The Nightmarish Normalcy of Canada's Tar Sands Mines

In Alberta, ponds that kill birds and 24/7 cannon fire are just part of the routine.

By Michael Brune

February 9, 2015

Michael Brune

Photo by Henrik Kam

BOOM! The ear-splitting propane cannon is supposed to keep birds from landing on an iridescent pond of water, sand, clay, leftover oil, and toxic contaminants from tar sands mining. BOOM! Every 10 seconds, around the clock, every day of the year. The tar sands operation that I've been invited to visit in Alberta, Canada, also runs 24/7. Usually the cannons succeed in scaring away the birds. But sometimes--BOOM!--they don't. Each year, about 200,000 birds alight on these ponds. Some never take off again.

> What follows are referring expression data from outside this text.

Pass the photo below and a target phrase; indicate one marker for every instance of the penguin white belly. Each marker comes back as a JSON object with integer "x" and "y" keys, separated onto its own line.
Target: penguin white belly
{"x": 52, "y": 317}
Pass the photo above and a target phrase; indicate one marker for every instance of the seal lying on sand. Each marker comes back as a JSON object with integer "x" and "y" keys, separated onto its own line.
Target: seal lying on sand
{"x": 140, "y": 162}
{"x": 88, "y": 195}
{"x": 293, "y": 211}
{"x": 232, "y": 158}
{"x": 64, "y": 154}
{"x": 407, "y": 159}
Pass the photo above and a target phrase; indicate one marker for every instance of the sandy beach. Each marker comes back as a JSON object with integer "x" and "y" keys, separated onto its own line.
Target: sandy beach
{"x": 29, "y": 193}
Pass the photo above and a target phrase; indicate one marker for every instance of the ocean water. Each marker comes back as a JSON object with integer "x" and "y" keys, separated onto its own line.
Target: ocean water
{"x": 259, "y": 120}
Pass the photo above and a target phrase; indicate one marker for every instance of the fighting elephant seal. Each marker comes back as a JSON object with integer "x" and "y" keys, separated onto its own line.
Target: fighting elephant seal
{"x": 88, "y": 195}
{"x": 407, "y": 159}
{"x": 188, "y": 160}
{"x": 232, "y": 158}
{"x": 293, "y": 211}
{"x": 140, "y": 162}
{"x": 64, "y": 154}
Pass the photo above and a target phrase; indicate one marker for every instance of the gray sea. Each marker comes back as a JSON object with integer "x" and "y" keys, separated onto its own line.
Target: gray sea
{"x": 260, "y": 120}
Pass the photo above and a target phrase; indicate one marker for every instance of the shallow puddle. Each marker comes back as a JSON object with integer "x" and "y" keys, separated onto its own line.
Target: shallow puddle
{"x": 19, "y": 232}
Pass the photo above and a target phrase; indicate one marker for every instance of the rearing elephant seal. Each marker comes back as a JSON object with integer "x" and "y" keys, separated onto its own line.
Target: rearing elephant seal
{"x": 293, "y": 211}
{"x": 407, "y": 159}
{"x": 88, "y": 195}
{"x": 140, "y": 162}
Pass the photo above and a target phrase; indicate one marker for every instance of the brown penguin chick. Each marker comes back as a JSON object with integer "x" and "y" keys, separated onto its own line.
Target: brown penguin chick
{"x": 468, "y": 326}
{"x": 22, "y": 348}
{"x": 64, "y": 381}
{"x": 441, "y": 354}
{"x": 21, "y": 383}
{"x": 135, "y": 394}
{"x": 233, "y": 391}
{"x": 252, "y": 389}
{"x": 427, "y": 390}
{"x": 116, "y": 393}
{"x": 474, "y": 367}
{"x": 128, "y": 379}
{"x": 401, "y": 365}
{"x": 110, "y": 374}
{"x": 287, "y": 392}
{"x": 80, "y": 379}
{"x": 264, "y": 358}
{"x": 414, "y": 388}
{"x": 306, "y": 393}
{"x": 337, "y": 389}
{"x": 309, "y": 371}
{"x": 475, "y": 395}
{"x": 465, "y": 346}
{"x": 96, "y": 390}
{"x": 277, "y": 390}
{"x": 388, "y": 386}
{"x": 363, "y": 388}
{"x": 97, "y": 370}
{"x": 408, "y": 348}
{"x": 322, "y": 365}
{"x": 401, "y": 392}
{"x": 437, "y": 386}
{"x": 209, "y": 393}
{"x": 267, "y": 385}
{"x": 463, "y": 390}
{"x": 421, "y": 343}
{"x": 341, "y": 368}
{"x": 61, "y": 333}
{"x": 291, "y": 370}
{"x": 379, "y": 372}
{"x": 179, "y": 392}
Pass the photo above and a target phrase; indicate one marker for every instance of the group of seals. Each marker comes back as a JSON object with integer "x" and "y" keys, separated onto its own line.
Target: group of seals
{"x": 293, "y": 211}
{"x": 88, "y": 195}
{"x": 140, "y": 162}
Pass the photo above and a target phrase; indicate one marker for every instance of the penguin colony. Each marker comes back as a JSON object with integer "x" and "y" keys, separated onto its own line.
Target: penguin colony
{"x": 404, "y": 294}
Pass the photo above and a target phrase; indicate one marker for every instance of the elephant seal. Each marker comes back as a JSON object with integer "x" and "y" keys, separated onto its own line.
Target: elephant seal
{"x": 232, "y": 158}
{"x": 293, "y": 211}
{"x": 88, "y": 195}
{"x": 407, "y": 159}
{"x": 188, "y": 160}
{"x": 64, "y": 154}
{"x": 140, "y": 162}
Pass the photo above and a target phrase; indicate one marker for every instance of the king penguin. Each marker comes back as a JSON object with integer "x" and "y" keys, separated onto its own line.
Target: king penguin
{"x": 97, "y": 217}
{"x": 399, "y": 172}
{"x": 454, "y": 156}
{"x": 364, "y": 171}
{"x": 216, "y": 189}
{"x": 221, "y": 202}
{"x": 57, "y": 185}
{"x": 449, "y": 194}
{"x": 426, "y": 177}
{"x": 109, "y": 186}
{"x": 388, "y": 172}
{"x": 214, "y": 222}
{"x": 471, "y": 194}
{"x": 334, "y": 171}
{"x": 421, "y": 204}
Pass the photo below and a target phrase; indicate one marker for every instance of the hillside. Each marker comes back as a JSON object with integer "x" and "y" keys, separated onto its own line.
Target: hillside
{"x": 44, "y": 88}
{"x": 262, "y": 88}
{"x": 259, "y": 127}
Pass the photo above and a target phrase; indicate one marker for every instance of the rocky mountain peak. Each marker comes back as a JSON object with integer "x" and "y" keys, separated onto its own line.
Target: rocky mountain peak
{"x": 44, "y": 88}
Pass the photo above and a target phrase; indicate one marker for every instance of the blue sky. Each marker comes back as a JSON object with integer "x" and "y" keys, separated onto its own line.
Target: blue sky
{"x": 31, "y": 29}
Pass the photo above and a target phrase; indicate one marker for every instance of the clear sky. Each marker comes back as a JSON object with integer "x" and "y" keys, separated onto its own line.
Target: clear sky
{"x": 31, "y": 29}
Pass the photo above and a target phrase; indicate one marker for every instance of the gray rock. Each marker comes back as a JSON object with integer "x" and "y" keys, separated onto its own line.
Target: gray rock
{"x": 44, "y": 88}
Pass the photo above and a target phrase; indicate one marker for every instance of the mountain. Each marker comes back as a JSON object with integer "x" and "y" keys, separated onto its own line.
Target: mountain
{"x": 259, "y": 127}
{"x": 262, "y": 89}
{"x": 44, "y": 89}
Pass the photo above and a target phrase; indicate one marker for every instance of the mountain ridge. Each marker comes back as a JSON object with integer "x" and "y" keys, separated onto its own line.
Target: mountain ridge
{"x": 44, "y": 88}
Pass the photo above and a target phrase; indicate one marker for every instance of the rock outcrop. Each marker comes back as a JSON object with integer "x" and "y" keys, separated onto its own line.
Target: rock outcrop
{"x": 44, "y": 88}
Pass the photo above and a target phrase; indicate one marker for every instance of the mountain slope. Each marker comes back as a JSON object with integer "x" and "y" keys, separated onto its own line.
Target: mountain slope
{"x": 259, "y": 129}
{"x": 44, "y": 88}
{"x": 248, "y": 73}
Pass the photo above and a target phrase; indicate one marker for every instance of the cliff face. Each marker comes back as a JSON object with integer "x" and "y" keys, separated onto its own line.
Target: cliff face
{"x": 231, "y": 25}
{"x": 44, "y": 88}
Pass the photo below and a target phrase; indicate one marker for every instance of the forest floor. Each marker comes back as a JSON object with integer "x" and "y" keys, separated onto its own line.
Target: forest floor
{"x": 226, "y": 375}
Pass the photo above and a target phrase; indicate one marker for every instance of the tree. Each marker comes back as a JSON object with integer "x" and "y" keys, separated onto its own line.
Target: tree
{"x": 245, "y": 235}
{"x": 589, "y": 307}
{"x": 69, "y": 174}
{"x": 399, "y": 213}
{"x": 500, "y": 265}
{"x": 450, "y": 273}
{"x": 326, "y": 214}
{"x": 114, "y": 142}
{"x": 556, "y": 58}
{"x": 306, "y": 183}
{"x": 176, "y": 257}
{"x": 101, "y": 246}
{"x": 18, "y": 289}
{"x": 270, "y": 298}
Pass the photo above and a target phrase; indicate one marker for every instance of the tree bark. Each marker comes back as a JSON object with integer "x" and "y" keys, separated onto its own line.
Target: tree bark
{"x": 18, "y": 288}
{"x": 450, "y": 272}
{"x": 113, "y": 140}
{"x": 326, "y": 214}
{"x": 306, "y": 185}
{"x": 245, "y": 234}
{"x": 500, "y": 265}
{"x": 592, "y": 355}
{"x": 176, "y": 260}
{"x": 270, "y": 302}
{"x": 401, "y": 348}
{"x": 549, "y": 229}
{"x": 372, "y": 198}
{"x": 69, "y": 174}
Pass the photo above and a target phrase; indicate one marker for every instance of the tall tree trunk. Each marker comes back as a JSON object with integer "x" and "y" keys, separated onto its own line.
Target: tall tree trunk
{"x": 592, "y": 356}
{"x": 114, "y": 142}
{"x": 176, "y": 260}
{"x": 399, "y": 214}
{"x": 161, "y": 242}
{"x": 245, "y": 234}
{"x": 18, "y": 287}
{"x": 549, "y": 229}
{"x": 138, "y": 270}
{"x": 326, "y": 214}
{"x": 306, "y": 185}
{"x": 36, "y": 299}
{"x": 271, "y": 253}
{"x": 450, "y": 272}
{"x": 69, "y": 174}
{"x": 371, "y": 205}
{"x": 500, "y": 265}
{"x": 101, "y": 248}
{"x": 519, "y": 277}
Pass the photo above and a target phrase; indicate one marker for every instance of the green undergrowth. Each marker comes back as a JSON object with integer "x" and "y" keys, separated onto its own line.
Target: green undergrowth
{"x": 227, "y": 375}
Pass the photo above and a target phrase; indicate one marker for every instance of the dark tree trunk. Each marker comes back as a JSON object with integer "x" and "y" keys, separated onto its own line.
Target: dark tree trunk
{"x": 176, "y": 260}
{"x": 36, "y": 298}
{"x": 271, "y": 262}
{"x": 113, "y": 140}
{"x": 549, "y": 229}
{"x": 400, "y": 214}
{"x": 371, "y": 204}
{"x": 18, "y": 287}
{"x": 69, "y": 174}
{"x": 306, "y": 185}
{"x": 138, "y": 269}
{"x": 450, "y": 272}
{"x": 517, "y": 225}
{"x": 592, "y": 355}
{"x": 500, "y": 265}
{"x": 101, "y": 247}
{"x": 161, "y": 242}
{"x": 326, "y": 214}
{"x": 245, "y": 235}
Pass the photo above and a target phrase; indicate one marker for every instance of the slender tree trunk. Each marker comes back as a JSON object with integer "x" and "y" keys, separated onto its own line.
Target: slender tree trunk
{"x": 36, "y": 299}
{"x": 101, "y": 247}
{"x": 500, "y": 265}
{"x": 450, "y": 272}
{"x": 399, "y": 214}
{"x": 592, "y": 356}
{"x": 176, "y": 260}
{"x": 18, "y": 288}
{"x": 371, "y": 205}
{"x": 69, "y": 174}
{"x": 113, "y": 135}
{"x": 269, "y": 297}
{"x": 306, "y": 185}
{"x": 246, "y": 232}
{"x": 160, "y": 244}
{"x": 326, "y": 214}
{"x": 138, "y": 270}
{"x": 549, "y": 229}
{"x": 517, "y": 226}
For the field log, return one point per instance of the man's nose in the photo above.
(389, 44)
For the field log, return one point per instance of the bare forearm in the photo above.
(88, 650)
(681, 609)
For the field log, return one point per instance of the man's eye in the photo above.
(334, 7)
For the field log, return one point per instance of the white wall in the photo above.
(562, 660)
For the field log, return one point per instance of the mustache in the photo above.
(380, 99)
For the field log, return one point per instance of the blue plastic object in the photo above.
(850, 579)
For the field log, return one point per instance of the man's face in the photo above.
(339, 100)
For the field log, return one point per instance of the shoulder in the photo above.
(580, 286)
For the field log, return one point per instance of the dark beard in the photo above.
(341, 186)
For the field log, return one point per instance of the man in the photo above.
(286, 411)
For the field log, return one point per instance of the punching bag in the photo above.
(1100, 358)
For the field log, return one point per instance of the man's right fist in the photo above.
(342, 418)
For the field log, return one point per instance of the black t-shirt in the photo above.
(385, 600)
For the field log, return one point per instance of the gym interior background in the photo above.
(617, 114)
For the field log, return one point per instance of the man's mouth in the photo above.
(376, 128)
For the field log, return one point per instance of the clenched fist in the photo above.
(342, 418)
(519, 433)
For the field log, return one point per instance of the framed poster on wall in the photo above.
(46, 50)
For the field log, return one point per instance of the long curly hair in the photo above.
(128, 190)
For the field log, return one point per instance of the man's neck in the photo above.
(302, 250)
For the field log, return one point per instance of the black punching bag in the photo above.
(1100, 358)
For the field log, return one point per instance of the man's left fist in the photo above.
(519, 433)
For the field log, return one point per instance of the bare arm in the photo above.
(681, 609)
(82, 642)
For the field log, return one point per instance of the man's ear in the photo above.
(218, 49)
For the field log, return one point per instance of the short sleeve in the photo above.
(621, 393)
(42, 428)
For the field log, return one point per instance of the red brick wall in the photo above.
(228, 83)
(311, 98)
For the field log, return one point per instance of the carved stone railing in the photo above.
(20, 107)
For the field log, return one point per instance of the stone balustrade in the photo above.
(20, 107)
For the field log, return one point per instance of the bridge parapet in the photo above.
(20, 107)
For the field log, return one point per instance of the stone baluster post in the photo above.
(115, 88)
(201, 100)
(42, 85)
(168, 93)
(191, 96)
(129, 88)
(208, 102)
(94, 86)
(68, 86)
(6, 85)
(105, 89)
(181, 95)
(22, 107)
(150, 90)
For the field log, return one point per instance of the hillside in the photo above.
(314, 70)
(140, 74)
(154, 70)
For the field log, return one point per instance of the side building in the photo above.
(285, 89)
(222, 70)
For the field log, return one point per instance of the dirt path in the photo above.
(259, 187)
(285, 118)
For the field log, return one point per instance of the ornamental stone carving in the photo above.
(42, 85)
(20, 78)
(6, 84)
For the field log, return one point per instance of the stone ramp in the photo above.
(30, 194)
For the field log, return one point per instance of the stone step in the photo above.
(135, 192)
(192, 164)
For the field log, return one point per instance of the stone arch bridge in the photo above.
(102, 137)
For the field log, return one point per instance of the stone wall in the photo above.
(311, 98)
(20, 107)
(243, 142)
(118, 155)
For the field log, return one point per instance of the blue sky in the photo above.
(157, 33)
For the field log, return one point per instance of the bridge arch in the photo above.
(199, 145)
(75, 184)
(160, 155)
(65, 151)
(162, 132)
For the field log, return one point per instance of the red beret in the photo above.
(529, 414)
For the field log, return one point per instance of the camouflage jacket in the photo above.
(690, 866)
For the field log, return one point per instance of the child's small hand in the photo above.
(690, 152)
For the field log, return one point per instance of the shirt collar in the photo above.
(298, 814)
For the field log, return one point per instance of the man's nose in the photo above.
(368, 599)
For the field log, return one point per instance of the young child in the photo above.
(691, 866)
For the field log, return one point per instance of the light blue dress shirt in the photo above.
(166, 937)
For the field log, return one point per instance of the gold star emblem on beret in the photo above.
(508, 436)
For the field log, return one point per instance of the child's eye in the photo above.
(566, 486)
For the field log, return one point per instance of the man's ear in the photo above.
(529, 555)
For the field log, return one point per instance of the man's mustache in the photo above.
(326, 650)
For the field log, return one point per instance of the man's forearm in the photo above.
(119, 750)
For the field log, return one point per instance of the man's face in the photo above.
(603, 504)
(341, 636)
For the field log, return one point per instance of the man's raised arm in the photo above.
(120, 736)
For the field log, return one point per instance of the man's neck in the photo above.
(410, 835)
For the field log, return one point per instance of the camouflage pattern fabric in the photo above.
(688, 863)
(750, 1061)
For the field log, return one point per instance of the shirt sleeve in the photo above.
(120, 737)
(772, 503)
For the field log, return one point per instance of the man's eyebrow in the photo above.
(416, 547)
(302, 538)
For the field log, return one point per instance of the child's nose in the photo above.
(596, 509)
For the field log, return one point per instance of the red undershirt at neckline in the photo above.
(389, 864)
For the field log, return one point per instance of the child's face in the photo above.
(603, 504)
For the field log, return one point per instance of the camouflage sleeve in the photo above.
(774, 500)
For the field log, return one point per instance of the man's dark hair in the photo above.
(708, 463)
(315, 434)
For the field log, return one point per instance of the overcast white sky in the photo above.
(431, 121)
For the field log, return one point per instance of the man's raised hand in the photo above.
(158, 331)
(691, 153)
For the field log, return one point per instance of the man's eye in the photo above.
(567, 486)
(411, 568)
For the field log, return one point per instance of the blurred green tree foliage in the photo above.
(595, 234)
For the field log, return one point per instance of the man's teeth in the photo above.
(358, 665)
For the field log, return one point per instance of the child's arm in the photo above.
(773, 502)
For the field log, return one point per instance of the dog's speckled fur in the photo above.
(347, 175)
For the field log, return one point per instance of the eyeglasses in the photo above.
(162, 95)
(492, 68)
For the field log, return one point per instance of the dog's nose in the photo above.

Regardless of its effect on migrating birds, this particular cannon is definitely unnerving me and my fellow visitors, who flinch at each blast while gazing out on the tailings pond. The placid death trap, with its apocalyptic backdrop, would be surreal enough, even without the cannon fire. Everything about Alberta's vast tar sands mines tests your faith in common sense, so when an oil company flack starts to opine on the pond's otherworldly "beauty," I feel for a moment as if I've landed in someone else's delusion. But no--it's all too real.

In Alberta, Canada, ponds that kill birds and 24/7 cannon fire are now considered normal

A scarecrow sits atop a tailings pond in Alberta. | Photo by Niko Tavernise

Most Americans who've heard about Canada's tar sands associate them with the proposed Keystone XL pipeline, which, for many of us, has become a galvanizing symbol of the oil industry's reckless disregard for pollution that causes climate change. It's important to remember that Keystone XL would not only endanger the communities it passed through but also encourage the extraction of more tar sands oil--exactly the opposite of what we should be doing.

The immense, complex tar sands operation arguably dwarfs all of the other risky, destructive methods already being used to extract increasingly hard-to-get oil: the fracking boom in North Dakota, Shell Oil's quixotic drilling quest in the Arctic Ocean, and deepwater drilling in the Gulf of Mexico, which in 2010 caused one of the worst environmental disasters in U.S. history.

Aside from oil industry profits, there's no rational reason to pursue this dirty fuel, because we simply don't need it. We already have the technology and resources to replace it with clean, affordable energy. 

I think about mentioning wind and solar alternatives to the company flack, but decide that my point would almost surely be lost on anyone who finds beauty in a pond that kills birds. Instead, my attention turns to a scarecrow positioned just offshore. It's decidedly low-tech--an orange rain suit stuck atop an oil barrel--and it looks more pathetic than effective. I marvel again at the people who are proudly showing us around. Somehow, they wake up each morning and convince themselves that this nightmarish scene makes sense--that this is the way the world's supposed to work. The birds, at least, are fooled through no fault of their own.

Perhaps I'm being too hard on the oil company officials, because everyone has the ability to rationalize self-destructive behavior. For decades, smart people worldwide have willingly disregarded warnings about what we're doing to our climate and the catastrophic consequences that are likely to ensue. 

That's about to change. We can and we will steer ourselves away from self-destruction by setting a course for 100 percent clean energy. We no longer need scarecrows or cannon fire to power the world. If we raise our voices together, as so many people did during last year's People's Climate March in New York City, we will be heard--from Washington to Wall Street and from Alberta to Alabama. BOOM!